Ways we veg

There are many reasons and desires that come into play whenever we sit down for a meal. Hunger and necessity for food as a biological need of course, but food at some point for virtually everyone, can satisfy something more than just nourishing the body and providing energy. It can trigger memory, serve as a reward, provide comfort, inspire, celebrate or memorialise an event or person… the list goes on.

There are some people in this world who can eat the same thing on a daily basis, or slight variations of it, and be perfectly content and satisfied, seeking and receiving the emotional or creative fulfillment elsewhere. I am not one of those people.

I am constantly inspired and inquisitive when it comes to food, cooking and eating. I also get great satisfaction from exposing my young girls (as well as Nick and I to a variety of foods and the cultures from which they originate. And, as someone who spent nearly ten years as a non-meat eater, stemming from both ethical reasons and gastrointestinal needs, I am always on the look out for interesting ways to use vegetables.  One part cultural anthropologist, one part patient, one part parent.

DSC_0803Reading recipes from a variety of origins is part of what I do for a living. And little pleases me more than when I can take the ideas, flavour combinations, and ingredients I read about, translate them and incorporate aspects of them into family dinner.

DSC_0819Here are some of the things we make that help to shake up how we get our five-a-day. Most are slightly watered-down versions of the ‘authentic’ versions of the dishes, but they keep variety and inspiration and therefore happiness in the kitchen. And 9 times out of 10 they aren’t met with too much protest.

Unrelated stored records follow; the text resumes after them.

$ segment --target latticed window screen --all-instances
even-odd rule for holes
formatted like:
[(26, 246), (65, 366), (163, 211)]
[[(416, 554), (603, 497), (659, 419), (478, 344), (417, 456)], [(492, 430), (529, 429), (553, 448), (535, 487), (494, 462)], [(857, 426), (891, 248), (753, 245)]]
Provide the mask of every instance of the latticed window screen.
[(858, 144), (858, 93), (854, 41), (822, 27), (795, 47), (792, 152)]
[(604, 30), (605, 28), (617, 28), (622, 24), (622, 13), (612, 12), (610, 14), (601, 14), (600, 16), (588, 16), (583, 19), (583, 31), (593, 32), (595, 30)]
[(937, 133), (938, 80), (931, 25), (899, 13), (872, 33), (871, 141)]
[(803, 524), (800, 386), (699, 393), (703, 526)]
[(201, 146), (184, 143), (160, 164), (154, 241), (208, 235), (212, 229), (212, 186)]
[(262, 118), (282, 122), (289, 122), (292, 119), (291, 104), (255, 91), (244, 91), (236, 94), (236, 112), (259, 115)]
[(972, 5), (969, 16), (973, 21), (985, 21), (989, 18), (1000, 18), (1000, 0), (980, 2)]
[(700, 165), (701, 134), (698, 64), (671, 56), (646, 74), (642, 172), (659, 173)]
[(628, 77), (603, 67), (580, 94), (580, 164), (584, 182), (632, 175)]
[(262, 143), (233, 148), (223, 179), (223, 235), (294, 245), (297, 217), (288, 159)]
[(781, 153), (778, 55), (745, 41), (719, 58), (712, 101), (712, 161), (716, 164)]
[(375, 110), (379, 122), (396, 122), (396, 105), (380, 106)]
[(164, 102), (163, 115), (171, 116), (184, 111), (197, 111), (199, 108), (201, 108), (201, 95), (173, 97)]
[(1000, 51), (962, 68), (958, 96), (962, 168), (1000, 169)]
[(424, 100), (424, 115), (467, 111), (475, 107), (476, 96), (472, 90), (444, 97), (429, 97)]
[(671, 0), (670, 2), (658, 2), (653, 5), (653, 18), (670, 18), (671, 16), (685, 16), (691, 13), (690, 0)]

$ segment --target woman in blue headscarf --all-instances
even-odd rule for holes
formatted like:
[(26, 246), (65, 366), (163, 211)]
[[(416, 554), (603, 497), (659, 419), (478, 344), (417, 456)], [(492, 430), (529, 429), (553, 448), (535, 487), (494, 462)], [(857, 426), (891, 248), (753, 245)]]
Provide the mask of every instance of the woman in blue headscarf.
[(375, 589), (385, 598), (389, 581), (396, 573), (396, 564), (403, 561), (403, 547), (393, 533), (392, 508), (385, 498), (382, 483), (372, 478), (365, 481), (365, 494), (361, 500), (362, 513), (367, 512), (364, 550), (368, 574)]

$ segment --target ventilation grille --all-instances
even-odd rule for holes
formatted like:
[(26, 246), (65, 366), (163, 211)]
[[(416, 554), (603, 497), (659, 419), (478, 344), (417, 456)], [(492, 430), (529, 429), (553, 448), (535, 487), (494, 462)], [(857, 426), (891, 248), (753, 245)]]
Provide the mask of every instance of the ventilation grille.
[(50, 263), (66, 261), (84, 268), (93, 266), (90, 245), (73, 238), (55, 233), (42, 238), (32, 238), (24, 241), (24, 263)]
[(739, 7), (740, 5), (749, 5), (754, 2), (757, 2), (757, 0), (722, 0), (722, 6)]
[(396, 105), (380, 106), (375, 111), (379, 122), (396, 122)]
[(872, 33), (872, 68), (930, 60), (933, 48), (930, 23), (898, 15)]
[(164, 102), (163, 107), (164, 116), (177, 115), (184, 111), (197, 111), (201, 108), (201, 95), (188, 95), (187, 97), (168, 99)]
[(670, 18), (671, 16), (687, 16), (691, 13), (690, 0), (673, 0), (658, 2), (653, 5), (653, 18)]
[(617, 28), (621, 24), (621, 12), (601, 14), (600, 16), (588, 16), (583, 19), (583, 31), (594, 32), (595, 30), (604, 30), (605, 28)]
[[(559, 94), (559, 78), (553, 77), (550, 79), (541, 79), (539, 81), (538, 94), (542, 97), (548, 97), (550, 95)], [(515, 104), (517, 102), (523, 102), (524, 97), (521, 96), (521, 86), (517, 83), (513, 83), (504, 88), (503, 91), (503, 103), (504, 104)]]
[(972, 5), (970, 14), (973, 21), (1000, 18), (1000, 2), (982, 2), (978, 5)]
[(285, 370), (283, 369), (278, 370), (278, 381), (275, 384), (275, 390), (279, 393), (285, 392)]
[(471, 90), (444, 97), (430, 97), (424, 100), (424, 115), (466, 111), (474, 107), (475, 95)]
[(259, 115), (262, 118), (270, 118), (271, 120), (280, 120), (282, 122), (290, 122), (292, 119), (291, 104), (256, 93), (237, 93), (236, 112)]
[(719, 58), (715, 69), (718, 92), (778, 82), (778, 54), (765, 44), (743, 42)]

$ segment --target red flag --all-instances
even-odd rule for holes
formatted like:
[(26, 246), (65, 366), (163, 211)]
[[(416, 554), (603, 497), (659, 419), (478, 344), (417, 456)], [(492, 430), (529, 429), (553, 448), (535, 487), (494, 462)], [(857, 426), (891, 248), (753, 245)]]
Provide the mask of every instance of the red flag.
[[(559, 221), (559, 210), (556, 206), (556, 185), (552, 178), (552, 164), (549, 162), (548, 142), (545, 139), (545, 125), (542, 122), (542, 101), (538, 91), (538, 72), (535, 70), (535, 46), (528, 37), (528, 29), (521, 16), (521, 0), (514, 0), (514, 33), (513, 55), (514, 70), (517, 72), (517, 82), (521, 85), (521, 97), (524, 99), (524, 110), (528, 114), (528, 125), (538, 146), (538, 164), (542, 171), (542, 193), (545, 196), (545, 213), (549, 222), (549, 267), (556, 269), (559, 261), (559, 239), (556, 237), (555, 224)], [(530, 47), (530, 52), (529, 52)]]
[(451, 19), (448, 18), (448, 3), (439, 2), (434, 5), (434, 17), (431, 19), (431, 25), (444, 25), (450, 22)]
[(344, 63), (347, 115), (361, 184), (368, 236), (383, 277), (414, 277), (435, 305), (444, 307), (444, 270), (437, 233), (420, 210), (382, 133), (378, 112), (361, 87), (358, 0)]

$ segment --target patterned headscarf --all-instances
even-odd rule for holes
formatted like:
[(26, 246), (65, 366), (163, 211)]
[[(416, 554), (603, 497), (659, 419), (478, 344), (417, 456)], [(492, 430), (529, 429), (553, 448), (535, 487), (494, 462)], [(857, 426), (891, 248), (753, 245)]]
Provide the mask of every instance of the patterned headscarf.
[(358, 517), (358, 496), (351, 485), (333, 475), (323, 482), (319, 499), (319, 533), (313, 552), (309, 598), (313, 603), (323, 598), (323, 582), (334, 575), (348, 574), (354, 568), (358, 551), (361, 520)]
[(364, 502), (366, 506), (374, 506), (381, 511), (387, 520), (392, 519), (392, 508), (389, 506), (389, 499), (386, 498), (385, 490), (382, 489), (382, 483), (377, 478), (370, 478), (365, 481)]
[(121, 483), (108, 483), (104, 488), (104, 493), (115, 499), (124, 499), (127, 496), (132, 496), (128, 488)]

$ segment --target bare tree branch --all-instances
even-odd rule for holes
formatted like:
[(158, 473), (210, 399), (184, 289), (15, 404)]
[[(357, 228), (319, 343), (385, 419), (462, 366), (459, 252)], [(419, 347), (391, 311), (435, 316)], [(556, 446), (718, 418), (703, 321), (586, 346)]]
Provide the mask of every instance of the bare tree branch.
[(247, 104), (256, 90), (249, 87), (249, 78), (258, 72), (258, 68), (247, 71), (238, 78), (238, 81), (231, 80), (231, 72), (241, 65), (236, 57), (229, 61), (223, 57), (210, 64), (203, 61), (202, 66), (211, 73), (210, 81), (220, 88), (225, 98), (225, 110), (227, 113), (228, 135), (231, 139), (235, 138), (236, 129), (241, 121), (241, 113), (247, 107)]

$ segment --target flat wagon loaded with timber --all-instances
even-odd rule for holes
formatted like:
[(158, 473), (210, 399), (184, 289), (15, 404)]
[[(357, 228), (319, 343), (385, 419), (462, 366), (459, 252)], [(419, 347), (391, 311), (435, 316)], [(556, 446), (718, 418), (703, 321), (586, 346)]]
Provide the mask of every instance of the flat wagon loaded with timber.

  1. Spinach & Feta Pie (Spanikopita)
  2. Egg & Vegetable Fried Rice
  3. Vegetable fritters (grating whatever veg we have in the house)
  4. Peanut and Broccoli Rice Noodles
  5. Vegetable-infused meatballs
  6. Roasted carrot/pepper/tomato sauce
  7. Green veg pesto (spinach, basil, avocado, coriander, pea)
  8. Vietnamese Summer Rolls
  9. Frittatas
  10. Veggie and cheese quesadillas
  11. Sweet potato and coconut curry
  12. Muffins & Breads (Banana & Courgette, Spinach & Cheese, Squash & Carrot…)
  13. Shakshuka (similar to baked eggs)
  14. Roasted chicken and vegetables
  15. Blended vegetable soups

What have been some of your vegetable-infused favourites? What cuisine do you find you draw from the most?  I’d love to hear your ideas!